The different risks in these categories are illustrated below.

In the sections below, for each risk category, I describe the specific risks and risk mitigation mechanisms at the AI gateway layer.
Attackers can use malicious inputs (directly or via external data) to trick an agent into executing harmful, unintended actions through an MCP server, such as calling a dangerous tool or overriding safety policies.
A compromised MCP server can lead to the theft of high-value secrets like OAuth tokens and API keys, granting attackers persistent access to connected services.
A malicious request from a user can trick an MCP server into accessing resources that the user should not have access to, violating security boundaries.

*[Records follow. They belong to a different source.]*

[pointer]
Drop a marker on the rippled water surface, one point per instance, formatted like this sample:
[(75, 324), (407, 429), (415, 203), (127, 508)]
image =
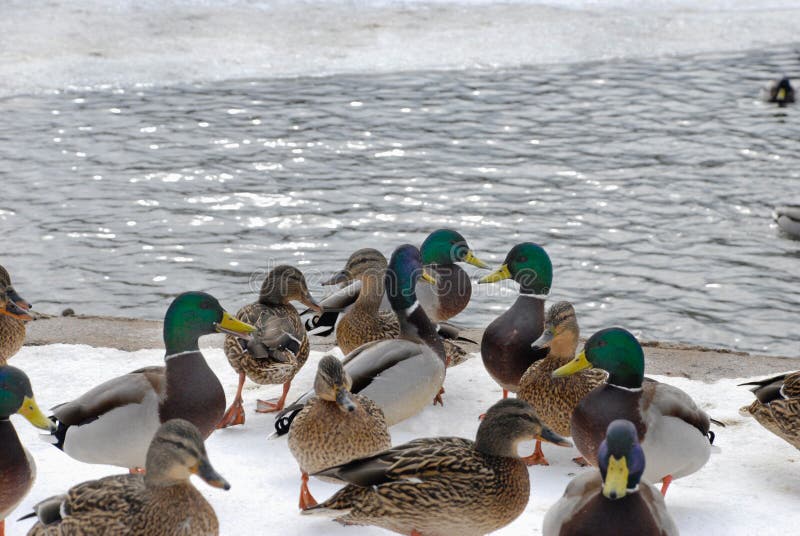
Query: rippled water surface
[(650, 183)]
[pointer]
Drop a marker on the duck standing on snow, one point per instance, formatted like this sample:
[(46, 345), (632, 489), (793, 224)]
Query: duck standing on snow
[(554, 399), (673, 431), (443, 486), (506, 344), (777, 406), (279, 347), (335, 427), (17, 468), (114, 422), (614, 501), (162, 502)]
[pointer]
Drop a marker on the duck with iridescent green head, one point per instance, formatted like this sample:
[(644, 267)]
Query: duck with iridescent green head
[(114, 423), (506, 344)]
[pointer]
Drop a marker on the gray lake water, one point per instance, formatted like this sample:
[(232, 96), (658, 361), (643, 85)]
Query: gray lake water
[(649, 182)]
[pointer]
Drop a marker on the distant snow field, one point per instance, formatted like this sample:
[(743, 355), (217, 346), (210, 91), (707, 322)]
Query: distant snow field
[(751, 486)]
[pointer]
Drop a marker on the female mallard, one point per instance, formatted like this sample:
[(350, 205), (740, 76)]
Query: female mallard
[(554, 399), (506, 343), (672, 429), (13, 315), (777, 406), (613, 502), (335, 426), (270, 358), (401, 375), (17, 469), (364, 321), (445, 485), (114, 422), (162, 502)]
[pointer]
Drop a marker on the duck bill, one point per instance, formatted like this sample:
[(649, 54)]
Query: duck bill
[(30, 410), (234, 327), (470, 258), (498, 275), (616, 482), (576, 365)]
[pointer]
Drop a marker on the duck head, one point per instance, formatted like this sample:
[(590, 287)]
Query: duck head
[(621, 460), (16, 396), (529, 265)]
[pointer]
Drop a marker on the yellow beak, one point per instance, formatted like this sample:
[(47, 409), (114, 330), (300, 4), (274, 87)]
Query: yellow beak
[(498, 275), (576, 365), (30, 410), (616, 483)]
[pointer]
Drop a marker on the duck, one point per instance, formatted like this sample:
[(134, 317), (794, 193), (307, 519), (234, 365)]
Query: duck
[(13, 315), (444, 485), (777, 406), (335, 427), (613, 501), (788, 219), (554, 399), (440, 251), (506, 343), (364, 321), (161, 502), (17, 467), (400, 375), (279, 348), (114, 422), (673, 430)]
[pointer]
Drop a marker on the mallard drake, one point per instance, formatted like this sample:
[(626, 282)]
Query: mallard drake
[(777, 406), (614, 501), (506, 344), (364, 321), (554, 399), (445, 485), (161, 502), (674, 432), (400, 375), (279, 347), (13, 315), (17, 468), (114, 422), (335, 427)]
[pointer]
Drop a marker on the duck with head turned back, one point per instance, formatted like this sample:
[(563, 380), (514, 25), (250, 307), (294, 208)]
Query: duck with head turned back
[(278, 348), (506, 344), (161, 502), (673, 431), (114, 422), (17, 468), (614, 501), (443, 486)]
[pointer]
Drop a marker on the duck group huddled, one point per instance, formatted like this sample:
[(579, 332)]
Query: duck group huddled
[(391, 320)]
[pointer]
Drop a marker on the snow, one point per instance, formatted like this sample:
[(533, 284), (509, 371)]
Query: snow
[(752, 483)]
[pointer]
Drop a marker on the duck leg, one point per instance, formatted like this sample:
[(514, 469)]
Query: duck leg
[(306, 499), (268, 406), (235, 414), (537, 458)]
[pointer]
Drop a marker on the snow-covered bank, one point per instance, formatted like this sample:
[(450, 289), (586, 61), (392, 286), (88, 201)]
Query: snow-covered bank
[(55, 43), (755, 478)]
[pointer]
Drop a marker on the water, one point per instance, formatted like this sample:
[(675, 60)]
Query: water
[(649, 181)]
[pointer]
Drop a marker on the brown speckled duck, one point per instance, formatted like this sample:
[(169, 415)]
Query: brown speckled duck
[(777, 406), (335, 427), (163, 502), (554, 399), (445, 485), (279, 347), (506, 344)]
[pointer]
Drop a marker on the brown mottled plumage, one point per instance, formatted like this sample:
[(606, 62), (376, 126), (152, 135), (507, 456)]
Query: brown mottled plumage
[(442, 486), (777, 406), (162, 502)]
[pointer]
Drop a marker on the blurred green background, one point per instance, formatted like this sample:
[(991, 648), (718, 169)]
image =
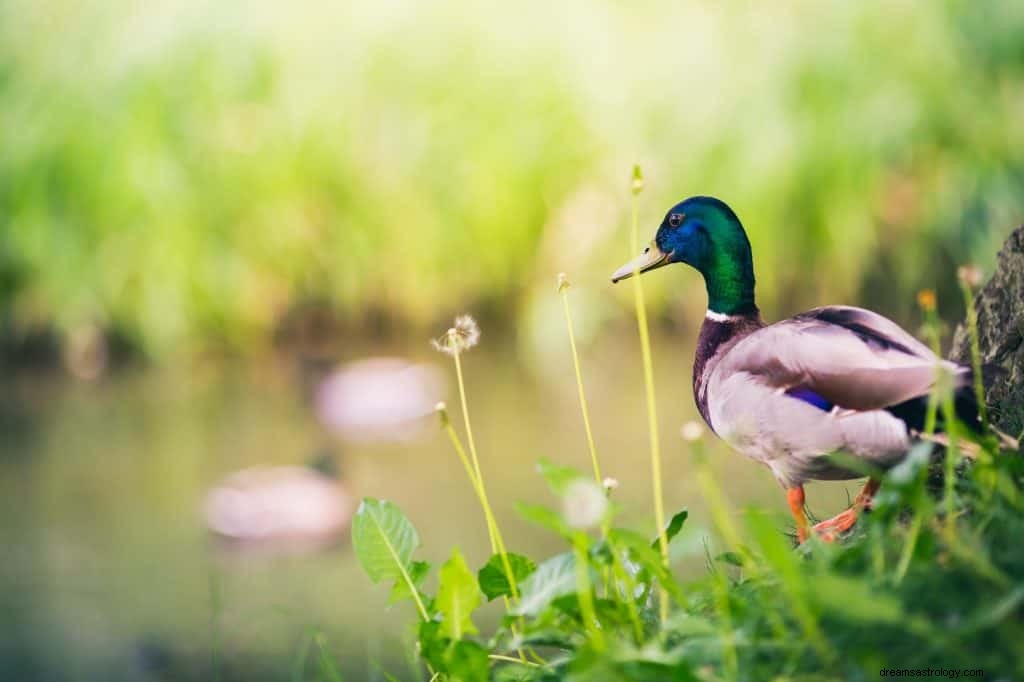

In tool poisoning attacks, an attacker compromises the metadata and descriptions of an MCP tool, embedding hidden malicious instructions. Because the AI agent reads and trusts the information, it can be tricked into executing these hidden instructions, performing unintended actions.
In a rug pull attack an initially trusted MCP server is later updated with a malicious version, without the host being aware. It can use the trust established earlier to perform harmful actions.
Attackers create rogue MCP servers or tools that mimic legitimate ones. The rogue server registers itself with name, metadata, and functionality that mimics a legitimate server. AI agents or users may unknowingly interact with the malicious shadow server, leadign to data interception, credential harvesting, or execution of harmful payloads.
No visibility into how MCP servers are being used, making it difficult to detect misuse, performance issues, or security incidents.
A proliferation of MCP servers across an organization can lead to management challenges, inconsistent security policies, and increased attack surfaces.